At optical densities 0.1 (at 450 nm), sampling and chambers prepration from a certain flask had started and it continued about 150 min. Then, the optical density of the cell culture during imaging was in the range of 0.1–0.3 (at 450 nm). During this time interval, a drop of 3.5 − 4 ± 0.5 μl bacterial culture were pipetted onto a clean microscope slide. Immobilization to the glass surface was done by a clean coverslip (with 22 mm × 22 mm surface area). The coverslip was gently placed on top of the drop. However, for unknown reasons in some cases, cells were not immobilized by attachment and those samples, which were checked by microscope, were not used for imaging. To prevent shrinkage or any additional possible change in the morphology of cells, VALAP (equal weight of Vaseline, Lanolin, and Paraffin) was used to seal the chamber. Hence, during performing digital-camera-microscopy, cells were alive, and in principle, could continue to grow. To avoid imaging of cells, which were in the stationary-phase (due to the lack of oxygen), each prepared sample was used only 20 min. Since the doubling time of the cells (T D  = 110 ± 17 min) was a lot larger than the time of imaging (20 min), during imaging time cells did not run out of oxygen. To remedy the complicatedness of the effect of cell division in our results, the cells were chosen (had been judged by eye) from those cells whose shapes had not shown sign of cell constriction (pre-divisional state of the growth).

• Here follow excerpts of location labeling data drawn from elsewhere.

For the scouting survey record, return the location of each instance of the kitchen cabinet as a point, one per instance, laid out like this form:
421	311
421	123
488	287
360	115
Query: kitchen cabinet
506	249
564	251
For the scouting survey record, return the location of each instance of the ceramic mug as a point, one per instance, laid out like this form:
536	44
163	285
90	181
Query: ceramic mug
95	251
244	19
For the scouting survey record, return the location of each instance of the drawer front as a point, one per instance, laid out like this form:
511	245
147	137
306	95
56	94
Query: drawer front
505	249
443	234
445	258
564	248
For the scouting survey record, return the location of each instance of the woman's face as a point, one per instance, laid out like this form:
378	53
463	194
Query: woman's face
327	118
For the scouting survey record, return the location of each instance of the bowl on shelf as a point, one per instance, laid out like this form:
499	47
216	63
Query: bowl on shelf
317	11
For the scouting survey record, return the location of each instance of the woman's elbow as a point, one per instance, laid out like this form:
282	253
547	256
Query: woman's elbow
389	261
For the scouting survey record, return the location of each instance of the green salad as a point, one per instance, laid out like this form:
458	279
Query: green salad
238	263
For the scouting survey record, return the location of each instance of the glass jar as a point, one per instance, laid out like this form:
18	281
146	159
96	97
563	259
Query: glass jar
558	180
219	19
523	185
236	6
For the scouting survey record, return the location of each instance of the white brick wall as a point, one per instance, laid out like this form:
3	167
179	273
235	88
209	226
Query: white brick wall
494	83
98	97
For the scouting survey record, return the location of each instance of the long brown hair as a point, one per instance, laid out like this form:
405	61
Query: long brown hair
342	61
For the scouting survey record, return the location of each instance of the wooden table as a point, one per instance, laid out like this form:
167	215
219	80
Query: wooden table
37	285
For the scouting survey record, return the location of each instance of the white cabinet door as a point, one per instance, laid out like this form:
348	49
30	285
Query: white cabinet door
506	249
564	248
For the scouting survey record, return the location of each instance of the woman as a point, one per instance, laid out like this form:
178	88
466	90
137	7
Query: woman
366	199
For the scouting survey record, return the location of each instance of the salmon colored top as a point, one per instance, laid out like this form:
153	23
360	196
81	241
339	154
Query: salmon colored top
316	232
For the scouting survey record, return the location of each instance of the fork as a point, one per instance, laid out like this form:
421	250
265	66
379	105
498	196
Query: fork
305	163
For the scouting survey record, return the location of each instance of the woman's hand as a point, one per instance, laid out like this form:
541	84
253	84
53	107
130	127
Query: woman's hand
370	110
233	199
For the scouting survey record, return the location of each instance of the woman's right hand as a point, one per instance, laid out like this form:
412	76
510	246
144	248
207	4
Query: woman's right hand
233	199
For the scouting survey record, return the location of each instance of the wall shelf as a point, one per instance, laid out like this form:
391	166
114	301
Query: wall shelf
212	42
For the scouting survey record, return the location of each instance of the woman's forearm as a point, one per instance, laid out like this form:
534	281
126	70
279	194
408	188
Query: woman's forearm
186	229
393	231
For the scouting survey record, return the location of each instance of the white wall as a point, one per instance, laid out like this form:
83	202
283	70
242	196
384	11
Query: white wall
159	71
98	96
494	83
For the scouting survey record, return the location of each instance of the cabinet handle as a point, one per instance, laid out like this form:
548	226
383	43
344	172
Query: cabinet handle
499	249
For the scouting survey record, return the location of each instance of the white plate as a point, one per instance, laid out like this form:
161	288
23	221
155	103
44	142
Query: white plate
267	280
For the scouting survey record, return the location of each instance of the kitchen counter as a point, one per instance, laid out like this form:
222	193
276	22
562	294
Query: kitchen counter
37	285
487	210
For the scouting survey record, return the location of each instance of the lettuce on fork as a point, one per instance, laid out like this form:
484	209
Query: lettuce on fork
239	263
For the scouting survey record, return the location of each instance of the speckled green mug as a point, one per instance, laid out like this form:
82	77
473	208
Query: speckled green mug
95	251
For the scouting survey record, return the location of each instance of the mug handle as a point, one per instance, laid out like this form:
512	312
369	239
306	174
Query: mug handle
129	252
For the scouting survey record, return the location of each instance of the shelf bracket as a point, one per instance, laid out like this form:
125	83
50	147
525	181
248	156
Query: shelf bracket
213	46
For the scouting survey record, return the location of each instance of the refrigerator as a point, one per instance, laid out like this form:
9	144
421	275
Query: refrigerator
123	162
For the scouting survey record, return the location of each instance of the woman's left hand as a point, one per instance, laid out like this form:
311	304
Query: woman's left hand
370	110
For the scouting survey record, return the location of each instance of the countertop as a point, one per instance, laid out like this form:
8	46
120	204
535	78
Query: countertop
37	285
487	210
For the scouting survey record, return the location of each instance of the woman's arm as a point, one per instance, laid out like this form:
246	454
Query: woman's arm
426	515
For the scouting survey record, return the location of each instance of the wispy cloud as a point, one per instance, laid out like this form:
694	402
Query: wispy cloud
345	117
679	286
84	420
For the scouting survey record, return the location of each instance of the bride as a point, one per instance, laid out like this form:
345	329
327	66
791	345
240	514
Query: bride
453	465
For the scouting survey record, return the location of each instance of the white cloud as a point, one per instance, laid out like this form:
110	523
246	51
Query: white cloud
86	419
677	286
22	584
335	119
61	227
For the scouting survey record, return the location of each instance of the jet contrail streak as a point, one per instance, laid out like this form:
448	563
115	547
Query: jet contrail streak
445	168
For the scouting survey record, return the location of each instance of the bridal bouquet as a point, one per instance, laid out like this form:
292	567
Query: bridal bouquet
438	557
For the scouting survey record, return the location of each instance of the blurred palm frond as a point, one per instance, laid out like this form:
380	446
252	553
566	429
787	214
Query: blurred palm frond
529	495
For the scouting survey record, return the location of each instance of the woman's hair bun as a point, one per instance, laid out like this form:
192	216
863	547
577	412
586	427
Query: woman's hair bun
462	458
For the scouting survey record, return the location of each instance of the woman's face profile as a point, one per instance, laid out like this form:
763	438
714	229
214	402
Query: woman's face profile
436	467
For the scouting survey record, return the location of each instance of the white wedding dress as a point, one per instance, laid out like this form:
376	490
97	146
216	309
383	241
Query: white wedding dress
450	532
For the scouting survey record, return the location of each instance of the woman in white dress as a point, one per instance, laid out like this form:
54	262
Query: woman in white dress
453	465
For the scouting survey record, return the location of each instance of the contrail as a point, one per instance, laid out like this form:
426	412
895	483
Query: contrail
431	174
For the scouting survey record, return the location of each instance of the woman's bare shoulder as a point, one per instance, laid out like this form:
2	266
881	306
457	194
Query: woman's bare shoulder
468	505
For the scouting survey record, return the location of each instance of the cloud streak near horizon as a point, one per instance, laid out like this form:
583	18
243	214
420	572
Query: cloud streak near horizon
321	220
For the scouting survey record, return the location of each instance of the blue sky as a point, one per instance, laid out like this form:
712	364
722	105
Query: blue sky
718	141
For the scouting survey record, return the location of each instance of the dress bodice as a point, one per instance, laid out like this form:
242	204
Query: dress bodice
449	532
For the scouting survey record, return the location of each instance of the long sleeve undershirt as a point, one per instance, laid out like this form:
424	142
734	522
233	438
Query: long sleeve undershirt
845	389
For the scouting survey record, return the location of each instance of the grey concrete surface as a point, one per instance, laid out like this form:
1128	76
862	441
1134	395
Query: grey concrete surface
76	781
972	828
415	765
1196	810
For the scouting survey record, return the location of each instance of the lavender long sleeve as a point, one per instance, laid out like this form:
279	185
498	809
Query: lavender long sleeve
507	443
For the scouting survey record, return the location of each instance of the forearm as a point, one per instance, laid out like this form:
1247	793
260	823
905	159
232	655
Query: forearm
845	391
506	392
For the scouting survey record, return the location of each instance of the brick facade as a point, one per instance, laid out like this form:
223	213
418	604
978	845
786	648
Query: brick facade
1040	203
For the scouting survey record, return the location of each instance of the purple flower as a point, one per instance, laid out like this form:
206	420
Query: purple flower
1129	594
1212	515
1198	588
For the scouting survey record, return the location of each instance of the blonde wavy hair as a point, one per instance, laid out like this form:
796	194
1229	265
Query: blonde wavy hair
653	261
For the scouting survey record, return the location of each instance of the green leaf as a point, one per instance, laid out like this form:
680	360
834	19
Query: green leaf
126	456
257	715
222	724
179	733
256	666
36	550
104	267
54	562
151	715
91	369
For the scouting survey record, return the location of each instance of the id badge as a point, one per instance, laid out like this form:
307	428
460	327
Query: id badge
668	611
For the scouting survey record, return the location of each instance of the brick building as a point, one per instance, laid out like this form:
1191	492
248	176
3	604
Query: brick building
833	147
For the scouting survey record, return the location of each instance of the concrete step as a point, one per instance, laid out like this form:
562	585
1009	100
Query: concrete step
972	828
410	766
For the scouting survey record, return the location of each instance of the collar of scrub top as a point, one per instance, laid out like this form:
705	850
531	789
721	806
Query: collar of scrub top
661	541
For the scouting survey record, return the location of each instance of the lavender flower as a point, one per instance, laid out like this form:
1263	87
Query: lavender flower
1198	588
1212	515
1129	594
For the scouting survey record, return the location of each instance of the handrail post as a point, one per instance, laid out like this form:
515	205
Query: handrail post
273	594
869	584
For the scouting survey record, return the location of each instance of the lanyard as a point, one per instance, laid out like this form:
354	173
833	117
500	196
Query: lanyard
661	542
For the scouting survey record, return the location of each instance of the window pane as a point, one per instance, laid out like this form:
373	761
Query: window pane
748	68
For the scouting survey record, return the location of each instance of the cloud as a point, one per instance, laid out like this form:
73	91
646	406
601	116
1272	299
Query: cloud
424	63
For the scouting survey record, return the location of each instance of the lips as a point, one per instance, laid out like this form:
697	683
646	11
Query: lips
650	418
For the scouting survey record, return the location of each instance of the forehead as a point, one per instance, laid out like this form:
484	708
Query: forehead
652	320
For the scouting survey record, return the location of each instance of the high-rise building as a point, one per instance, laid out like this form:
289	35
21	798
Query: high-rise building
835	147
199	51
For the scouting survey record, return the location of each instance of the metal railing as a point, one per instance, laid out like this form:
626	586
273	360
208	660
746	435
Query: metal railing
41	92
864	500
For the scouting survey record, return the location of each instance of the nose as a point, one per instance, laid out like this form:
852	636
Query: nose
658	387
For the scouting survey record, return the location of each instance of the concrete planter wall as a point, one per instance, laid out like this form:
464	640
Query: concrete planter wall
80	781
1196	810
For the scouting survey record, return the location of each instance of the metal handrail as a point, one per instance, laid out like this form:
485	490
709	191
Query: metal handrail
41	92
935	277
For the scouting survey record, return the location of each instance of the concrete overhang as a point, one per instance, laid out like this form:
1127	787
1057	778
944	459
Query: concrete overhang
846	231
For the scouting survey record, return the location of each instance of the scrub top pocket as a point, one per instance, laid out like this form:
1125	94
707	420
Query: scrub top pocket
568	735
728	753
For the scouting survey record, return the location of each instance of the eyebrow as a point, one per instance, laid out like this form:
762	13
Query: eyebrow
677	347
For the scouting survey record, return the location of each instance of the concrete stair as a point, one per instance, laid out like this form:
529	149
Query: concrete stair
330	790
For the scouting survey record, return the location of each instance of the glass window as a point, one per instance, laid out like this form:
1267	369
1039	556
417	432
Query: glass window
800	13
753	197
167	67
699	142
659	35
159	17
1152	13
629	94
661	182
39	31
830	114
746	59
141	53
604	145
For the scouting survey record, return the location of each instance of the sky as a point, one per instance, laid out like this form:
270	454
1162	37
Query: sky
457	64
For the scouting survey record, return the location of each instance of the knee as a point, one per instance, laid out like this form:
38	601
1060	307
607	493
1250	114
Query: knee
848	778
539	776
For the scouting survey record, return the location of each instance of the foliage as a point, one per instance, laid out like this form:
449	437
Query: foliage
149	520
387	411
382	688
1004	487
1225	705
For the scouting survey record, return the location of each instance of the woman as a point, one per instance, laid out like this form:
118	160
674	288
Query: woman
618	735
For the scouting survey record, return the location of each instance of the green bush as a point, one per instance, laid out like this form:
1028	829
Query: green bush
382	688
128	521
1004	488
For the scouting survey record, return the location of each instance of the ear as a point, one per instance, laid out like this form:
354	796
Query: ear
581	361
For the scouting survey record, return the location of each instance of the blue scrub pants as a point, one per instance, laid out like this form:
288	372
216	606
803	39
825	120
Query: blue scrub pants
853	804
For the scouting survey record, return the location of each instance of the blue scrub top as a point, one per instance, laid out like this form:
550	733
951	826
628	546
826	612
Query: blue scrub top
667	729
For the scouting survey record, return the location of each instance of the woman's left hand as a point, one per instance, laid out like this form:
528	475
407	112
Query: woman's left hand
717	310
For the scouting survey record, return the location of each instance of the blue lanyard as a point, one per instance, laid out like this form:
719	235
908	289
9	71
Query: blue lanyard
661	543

Imaging was done by an inverted phase-contrast microscope (IX81, Olympus) with a 100×, 1.4 NA phase oil objective in combination of a digital-camera (DP72, Olympus). The images (1360 × 1024 pixels) were taken from different parts of the chamber, and far from the edges. To the best of our observation, the lengths of the immobilized cells were always in the focal plane, which leads us to assume that the projected area of a cell in an image is the largest longitudinal-cut cross the cell.

The method of image processing was the same as the method of Guberman et al.31, 35. The edge position was defined based on the defining a binary threshold value. Then, the method of interpolation of contours (the roughness problem due to the pixilated border), was applied, which is based on choosing a specific threshold in the manner that causes less sensitivity to find the total area of a bacterium. All image processing and data analysis was done using MATLAB (The MathWorks, Natick, MA). Positions of poles, and cell-border were extracted from images with the final spatial resolution of 34 nm, in x and y directions. The interpolated contour contained a series of discrete points with 1–5 nm spatial resolution.